The self-consciously flimsy plot is nicely excused by having Myers and Carvey talk and mug to the camera even when not filming their show. Seeing potential for profitable exploitation, TV executive Benjamin Kane (Rob Lowe) offers to buy "Wayne's World" as a vehicle for Noah's Arcade proprietor Noah Vanderhoff (Brian Doyle Murray) to advertise his business with weekly interviews. When Wayne doesn't play along, the deal implodes. Meanwhile, Wayne woos gorgeous babe Cassandra (Tia Carerre), who provides lead vocals and guitar for the band Crucial Taunt. Both plotlines threaten to drive a wedge between the overconfident Wayne and shy Garth. Also on hand: Lara Flynn Boyle as Wayne's comically hot stalker-ex and Chris Farley in a postmodern cameo. Speaking of postmodernism, the film's funniest scene traipses cheerfully into subtitled Cantonese.
Myers makes Carvey look subtle...not, but the two have a good chemistry on screen, and the humorously larger-than-life characters are of a piece with the cartoonish approach of the whole movie. The defining scene is a head-banging singalong to "Bohemian Rhapsody" in Garth's car. While there's little that's inherently funny about the scene—like, say, jokes—there's something conceptually funny and generally pleasing about it, in the pure enjoyment of the song and the sharing of the characters' enjoyment of it. And it played well in the TV spots. As with much of Myers' work, the willfully juvenile Wayne's World is a deeply personal reflection of his own pop-cultural obsessions and childhood joys and fears. Wayne and Garth play street hockey ("Car!"), Alice Cooper makes a special appearance by Alice Cooper, Wayne lusts after a '64 Fender Stratocaster,and the boys recreate the opening sequence of Laverne and Shirley. Party on, dudes.

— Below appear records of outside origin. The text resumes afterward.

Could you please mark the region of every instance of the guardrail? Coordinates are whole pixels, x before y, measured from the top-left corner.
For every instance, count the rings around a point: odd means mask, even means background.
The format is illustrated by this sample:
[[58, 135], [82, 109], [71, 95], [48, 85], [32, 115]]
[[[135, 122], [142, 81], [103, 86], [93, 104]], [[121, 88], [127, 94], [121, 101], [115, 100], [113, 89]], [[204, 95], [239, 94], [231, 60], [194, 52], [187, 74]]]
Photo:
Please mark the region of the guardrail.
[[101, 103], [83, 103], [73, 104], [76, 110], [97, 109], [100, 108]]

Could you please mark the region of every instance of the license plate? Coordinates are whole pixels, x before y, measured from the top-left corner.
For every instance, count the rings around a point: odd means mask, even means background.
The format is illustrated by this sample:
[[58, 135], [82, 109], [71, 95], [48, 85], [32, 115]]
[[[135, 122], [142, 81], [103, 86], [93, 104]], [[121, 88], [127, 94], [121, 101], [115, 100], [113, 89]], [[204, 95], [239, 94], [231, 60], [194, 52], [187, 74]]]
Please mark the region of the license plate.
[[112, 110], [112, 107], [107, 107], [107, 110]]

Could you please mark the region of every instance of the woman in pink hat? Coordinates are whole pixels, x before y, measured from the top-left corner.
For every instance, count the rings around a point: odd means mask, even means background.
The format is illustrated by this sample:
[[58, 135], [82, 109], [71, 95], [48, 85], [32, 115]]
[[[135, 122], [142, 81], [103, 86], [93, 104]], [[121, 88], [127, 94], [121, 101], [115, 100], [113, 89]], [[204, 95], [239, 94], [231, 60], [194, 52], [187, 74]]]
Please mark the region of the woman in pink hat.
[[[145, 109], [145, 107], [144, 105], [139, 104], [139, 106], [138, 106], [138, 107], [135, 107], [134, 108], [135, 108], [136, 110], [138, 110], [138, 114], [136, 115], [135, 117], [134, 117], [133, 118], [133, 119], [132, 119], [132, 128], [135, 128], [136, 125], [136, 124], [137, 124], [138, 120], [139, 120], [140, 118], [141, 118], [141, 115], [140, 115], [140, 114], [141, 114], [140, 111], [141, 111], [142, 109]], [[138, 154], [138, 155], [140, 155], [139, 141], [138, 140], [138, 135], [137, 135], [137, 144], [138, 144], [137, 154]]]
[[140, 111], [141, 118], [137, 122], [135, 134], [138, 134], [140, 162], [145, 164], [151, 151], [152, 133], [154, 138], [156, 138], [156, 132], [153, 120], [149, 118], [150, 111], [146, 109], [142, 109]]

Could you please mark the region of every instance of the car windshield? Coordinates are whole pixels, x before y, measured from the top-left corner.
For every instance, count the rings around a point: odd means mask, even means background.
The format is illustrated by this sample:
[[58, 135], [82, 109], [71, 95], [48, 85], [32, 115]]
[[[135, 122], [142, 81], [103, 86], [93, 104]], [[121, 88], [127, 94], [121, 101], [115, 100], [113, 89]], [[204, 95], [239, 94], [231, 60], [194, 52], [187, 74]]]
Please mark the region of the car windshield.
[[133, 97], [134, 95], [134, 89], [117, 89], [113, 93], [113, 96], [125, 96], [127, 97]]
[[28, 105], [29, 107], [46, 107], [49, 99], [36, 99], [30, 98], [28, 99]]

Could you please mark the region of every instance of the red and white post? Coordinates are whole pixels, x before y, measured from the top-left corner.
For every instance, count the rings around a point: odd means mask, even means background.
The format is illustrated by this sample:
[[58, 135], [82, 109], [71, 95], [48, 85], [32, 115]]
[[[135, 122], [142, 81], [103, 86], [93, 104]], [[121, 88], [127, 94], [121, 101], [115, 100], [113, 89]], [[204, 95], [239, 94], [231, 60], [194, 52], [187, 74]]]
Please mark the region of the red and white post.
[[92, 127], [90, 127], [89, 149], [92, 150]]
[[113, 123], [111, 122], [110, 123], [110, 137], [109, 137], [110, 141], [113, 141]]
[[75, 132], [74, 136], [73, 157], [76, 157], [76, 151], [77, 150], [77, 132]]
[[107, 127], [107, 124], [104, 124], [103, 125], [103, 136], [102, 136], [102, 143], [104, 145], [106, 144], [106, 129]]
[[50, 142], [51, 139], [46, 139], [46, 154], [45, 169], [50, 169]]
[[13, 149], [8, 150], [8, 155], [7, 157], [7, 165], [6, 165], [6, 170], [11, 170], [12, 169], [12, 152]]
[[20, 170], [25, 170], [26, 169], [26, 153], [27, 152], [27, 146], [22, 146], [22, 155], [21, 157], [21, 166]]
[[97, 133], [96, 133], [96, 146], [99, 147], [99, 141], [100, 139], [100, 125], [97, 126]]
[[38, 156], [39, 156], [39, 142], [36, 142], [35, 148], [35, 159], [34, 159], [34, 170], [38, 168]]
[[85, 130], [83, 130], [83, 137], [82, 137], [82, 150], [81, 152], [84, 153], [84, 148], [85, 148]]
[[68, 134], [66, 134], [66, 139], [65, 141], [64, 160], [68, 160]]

Wayne's World gets a significant visual and aural upgrade in its Blu-ray debut. Handily besting the previous DVD offerings, the picture quality features a surprisingly well-balanced look: strong contrast with deep blacks and a general crispness free of any distracting digital artifacts. The Dolby TrueHD 5.1 mix comes to life in the musical sequences, which offer admirable wraparound immersion.
The extras reflect earlier releases, with a thoughtful commentary by director Penelope Spheeris, who dishes a bit about the movie's challenging production conditions.
"Extreme Close-Up" (23:14, SD) collates interviews with Lorne Michaels, Penelope Spheeris, Mike Myers, Dana Carvey, Rob Lowe, and Tia Carrere, while giving a glimpse behind the scenes.
Lastly, we get the film's "Theatrical Trailer" (2:06, HD).